Abécédaire

 

 

Don




Tiphaine Pocquet

10/12/2016

 

 

On donne des mots, des objets, de l’argent, sa parole, sa vie, l’envie, sa main. On donne, on se donne, on pardonne : devant tant d’occurrences, vient la tentation d’abandonner. Alors on abandonne, on livre au public cette définition avec scrupules et tremblements ; car donner c’est s’exposer, à l’autre, à vous et ce n’est pas peu dire. (Et comme les auteurs du XVIIe siècle dans leur dédicace, on implore bienveillance et clémence, on brûle un peu d’encens pour recevoir vos grâces).

On donne, on reçoit, on rend, cette triade nous est familière depuis l’Essai sur le don. Des kulas mélanésiennes à l’assurance sociale de l’Etat providence en passant par les potlatchs agonistiques, difficile de parler aujourd’hui du don sans rendre à Marcel Mauss son dû. Mais pourquoi rendre après tout ? La question est posée et la réponse a eu son lot de polémiques : il y aurait une force mystérieuse, un hau qui pousse à rendre selon Mauss. Un don n’est jamais chose inerte, il contient quelque chose du sujet : « on se donne en donnant, et, si on se donne, c’est qu’on se doit – soi et son bien – aux autres ». Limite ultime entre le don et l’échange marchand.

« On se doit », c’est-à-dire qu’on forme société. Dans le don, on comprend que le lien finit par compter plus que le bien. Ceux qui refusent de donner, sont alors objet d’effroi et / ou de rire. Que l’on pense à l’Harpagon de Molière qui prête tout jusqu’au bonjour qu’il ne donne pas, et qui nourrit ses enfants de malédictions, ou au Dom Juan qui prend les femmes, l’argent et la parole sans jamais rien rendre. Tous deux « turcs », « barbares », « chiens » ou « diables », ils mettent à mal le collectif, en même temps qu’ils en révèlent la règle du jeu. Qui vit sans donner ne serait donc pas digne de vivre ?

On se doit mais jusqu’où ? À l’oubli de soi-même ? Quel est alors ce soi à l’œuvre dans la forme pronominale ? Dans les tribus amérindiennes, la rivalité dans les dons peut mener à la destruction : on brûle ses possessions, ses bateaux, on s’embrase. C’est le fameux potlatch. Inquiétude toujours dans le don sans mesure, sans reste de quant à soi : va-t-on se perdre ? Inquiétude ou aspiration ? On pense au don de soi chez certains mystiques, pour faire toute place à Dieu. Le don sans mesure qui est la « mesure de l’amour ». Et cette question de l’origine toujours présente, car avant tout don, il y a ce don premier, vital : nous sommes là et tentons de nous recevoir cahin-caha.

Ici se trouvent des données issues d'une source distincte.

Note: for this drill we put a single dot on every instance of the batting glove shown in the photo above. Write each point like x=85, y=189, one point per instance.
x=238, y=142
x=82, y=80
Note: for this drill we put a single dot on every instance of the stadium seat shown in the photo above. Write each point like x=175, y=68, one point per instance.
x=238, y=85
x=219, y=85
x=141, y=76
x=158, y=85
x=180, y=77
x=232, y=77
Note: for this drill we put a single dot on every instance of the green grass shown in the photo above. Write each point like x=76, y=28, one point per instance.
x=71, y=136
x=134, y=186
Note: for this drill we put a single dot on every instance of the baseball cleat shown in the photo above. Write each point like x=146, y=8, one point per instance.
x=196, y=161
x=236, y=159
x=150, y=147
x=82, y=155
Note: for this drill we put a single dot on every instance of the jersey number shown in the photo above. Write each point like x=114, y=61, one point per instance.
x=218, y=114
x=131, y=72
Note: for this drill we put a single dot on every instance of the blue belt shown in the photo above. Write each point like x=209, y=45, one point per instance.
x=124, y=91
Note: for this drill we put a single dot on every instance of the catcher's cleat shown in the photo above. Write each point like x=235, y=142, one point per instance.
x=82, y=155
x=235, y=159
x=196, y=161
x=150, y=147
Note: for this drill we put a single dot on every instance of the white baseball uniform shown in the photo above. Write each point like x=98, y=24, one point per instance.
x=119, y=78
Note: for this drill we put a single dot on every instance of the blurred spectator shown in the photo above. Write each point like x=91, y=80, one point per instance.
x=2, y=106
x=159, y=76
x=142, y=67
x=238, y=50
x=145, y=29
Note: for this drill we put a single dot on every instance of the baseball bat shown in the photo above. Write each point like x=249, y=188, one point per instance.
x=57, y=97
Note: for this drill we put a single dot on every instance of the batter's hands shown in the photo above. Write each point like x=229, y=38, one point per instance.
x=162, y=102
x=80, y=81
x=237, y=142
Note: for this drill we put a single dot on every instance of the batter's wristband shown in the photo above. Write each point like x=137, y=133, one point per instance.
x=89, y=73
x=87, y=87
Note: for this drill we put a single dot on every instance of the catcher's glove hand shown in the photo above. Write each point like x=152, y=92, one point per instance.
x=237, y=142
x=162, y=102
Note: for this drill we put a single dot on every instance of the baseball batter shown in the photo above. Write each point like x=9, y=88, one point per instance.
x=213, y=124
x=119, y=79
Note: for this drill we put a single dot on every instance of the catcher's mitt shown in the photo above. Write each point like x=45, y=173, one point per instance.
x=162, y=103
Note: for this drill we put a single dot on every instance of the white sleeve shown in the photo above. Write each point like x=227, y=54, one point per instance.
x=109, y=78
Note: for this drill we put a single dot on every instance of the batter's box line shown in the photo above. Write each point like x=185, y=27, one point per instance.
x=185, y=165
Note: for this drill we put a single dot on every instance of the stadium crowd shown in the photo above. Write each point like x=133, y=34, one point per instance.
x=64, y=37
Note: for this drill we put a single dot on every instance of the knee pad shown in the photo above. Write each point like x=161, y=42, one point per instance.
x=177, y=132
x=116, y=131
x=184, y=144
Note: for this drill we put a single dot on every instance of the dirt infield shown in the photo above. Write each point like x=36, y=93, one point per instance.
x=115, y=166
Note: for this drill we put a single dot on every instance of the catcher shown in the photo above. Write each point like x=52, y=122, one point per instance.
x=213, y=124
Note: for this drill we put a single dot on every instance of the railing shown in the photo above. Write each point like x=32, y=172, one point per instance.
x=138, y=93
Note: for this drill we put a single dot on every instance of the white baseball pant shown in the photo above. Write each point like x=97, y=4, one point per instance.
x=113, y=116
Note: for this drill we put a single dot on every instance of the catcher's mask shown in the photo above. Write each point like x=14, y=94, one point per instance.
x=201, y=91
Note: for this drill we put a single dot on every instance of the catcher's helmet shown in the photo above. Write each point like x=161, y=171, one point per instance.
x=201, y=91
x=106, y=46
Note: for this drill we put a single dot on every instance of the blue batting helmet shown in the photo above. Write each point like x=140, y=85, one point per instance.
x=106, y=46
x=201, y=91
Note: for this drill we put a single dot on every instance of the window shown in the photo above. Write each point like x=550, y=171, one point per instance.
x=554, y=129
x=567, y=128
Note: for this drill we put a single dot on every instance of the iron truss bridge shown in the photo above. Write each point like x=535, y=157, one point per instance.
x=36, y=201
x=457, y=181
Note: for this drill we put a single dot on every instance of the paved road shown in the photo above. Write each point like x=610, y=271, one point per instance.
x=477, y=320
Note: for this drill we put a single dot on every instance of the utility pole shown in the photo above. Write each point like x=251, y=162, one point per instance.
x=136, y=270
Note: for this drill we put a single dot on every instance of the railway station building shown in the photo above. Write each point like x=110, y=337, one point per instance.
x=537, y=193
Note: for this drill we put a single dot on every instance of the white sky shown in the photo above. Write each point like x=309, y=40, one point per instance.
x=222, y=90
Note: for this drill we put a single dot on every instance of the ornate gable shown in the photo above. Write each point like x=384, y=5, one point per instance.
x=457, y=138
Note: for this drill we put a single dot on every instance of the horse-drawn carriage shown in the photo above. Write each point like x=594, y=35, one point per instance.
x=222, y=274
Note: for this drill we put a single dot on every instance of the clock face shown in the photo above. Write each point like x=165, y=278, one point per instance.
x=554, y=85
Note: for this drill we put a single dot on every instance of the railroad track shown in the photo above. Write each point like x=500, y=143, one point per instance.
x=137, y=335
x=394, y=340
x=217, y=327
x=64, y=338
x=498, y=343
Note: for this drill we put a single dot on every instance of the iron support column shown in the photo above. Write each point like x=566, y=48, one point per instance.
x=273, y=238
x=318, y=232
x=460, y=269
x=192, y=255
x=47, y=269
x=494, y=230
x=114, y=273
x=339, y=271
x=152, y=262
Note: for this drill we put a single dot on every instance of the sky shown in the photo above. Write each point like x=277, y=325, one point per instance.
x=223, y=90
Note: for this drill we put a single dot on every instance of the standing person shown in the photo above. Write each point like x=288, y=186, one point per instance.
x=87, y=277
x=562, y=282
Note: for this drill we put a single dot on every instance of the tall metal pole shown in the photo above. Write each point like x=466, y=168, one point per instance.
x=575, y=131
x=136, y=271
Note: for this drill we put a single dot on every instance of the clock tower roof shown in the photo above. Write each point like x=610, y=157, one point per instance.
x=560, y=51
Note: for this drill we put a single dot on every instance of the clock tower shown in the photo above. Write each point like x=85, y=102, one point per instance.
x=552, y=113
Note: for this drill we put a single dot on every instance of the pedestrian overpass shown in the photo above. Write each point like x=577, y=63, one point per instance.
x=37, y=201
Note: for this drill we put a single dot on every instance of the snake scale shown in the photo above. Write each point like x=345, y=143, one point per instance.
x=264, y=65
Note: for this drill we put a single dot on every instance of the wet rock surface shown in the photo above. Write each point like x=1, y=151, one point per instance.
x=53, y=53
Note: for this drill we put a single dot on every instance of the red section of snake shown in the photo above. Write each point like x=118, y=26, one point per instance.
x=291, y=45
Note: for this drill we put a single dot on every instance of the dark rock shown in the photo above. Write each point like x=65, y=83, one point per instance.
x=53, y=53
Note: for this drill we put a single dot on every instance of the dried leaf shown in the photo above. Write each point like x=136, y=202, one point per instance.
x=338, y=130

Puisque société, tribu, religion nous y appellent, alors on donne, toujours avec un brin de mauvaise conscience, car il n’y a peut-être pas de don gratuit, ou seulement s’il est inaperçu du donateur et du donataire : donner en oubliant que l’on donne, à qui l’on donne pour ne pas même avoir la satisfaction d’être celui qui a donné. Qu’il est difficile de donner avec désintéressement ! On avait raison de se méfier au début de cette définition.

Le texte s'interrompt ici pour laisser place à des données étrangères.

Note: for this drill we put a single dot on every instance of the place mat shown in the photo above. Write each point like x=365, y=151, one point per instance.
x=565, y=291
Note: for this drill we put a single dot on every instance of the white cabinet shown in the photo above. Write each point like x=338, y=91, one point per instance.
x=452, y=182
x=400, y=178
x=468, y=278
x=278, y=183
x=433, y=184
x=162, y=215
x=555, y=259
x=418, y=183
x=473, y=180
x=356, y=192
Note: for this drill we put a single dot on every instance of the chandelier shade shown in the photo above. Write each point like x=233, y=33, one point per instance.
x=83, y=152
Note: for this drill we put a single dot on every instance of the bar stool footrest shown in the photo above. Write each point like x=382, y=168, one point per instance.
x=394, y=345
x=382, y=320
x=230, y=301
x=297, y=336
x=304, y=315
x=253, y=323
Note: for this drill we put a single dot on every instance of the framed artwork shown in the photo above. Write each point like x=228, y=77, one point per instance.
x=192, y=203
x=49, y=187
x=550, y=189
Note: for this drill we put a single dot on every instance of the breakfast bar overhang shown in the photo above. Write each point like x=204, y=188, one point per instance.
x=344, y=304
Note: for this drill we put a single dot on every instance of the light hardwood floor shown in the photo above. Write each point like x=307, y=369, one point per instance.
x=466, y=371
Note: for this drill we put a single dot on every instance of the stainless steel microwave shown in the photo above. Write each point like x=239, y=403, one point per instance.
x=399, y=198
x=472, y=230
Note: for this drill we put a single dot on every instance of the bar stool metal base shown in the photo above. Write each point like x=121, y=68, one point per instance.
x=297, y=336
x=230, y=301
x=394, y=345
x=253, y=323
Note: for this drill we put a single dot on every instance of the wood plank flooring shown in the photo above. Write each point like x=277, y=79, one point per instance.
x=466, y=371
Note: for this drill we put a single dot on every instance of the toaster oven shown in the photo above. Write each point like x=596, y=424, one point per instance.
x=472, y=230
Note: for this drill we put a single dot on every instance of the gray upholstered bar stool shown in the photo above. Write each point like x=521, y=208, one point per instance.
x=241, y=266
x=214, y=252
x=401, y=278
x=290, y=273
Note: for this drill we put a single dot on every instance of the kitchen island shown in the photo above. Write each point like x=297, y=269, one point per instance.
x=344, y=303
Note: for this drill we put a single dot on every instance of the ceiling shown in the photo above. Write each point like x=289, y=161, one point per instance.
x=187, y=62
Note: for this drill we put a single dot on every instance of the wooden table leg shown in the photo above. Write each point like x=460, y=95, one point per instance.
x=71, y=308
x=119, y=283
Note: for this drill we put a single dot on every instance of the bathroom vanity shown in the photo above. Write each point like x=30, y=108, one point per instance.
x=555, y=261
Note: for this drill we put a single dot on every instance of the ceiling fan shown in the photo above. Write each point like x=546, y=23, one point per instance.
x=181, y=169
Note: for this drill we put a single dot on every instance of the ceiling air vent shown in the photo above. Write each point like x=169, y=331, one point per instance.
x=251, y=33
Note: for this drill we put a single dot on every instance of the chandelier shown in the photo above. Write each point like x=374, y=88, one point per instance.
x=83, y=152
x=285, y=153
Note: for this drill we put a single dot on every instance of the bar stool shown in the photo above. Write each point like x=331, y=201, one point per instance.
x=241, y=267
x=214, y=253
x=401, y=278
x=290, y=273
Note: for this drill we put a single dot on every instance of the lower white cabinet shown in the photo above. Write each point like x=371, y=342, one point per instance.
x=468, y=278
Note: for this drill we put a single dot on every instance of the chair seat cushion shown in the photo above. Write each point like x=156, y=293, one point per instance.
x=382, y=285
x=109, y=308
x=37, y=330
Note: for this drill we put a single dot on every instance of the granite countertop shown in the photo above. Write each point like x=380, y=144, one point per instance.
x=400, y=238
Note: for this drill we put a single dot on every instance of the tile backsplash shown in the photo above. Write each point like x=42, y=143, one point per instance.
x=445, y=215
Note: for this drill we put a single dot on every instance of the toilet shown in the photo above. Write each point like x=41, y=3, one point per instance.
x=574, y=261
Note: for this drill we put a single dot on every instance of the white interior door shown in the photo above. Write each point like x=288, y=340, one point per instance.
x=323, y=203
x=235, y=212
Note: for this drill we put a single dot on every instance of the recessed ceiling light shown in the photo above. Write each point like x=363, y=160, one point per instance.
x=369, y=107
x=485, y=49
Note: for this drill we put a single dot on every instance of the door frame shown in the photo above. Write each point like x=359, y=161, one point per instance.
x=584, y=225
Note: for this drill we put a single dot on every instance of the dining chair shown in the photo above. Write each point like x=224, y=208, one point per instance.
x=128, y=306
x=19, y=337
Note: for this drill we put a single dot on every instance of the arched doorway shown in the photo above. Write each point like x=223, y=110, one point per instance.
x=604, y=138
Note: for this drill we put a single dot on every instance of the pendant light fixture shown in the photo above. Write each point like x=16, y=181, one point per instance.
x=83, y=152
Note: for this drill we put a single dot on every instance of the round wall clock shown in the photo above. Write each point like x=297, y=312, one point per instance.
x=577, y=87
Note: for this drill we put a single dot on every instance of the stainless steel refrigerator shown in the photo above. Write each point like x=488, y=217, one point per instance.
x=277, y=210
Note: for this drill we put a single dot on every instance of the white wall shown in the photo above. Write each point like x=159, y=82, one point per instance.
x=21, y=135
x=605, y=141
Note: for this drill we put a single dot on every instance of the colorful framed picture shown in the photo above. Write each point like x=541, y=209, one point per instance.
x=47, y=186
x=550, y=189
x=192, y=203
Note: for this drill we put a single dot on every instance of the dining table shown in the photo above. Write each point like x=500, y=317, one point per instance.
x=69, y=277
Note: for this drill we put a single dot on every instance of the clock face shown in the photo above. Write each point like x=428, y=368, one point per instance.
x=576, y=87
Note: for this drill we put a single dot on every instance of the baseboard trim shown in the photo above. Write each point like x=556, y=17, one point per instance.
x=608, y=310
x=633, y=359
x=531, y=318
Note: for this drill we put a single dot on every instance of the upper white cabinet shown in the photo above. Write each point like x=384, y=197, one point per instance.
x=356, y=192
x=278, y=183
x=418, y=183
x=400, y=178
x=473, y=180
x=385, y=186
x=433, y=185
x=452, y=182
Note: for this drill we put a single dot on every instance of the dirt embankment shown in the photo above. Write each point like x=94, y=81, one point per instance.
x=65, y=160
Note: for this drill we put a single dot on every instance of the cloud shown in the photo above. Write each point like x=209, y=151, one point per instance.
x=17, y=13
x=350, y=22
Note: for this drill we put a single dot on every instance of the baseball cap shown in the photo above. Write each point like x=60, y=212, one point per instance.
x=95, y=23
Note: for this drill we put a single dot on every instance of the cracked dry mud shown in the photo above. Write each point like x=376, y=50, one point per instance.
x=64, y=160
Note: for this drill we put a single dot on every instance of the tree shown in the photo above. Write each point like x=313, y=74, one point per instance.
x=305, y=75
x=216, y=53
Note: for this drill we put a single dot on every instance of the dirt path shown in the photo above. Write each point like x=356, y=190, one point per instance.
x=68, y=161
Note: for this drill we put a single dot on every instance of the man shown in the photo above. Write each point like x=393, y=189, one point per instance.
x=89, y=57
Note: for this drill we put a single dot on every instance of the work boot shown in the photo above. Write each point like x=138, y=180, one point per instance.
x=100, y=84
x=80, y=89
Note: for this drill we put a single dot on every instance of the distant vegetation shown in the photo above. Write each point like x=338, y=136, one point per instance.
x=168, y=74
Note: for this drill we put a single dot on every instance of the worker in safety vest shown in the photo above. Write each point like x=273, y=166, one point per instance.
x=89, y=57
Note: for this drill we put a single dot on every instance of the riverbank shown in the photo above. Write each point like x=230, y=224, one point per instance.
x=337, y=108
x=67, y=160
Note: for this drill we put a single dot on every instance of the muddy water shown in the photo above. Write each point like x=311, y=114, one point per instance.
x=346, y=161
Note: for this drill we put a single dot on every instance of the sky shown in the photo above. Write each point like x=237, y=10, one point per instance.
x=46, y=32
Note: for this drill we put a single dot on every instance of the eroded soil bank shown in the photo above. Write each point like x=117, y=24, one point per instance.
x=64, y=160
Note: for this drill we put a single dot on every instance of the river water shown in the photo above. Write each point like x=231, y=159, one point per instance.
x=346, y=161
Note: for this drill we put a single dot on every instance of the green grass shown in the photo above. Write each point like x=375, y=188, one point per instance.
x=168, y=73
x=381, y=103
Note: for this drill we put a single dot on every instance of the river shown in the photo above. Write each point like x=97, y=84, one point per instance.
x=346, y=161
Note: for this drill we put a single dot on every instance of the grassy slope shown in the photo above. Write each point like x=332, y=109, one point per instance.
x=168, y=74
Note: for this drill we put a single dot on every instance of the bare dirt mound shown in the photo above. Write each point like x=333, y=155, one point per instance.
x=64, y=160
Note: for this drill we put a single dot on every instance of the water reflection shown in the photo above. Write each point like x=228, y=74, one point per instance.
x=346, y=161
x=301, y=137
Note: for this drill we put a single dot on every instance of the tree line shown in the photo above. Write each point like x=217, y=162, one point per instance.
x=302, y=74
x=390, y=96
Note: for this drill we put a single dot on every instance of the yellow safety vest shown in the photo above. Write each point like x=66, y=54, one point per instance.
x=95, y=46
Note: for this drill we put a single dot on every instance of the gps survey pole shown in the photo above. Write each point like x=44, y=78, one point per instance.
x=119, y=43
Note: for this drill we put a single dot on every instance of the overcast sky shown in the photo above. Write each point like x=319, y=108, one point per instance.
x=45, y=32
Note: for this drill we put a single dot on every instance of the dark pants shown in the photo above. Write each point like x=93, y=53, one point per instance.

Pour nous reposer un peu, goûtons ce soleil qui se donne aux bons comme aux méchants et vient caresser notre nez ; on pense aux vers de Théophile de Viau dans l’« Ode au Marquis de Buckingham » : « Les zéphyrs se donnent aux flots, / Les flots se donnent à la lune, / Les navires aux matelots, / Les matelots à la Fortune. » Et si tout donne en l’univers, vous prendrez bien ces quelques vers.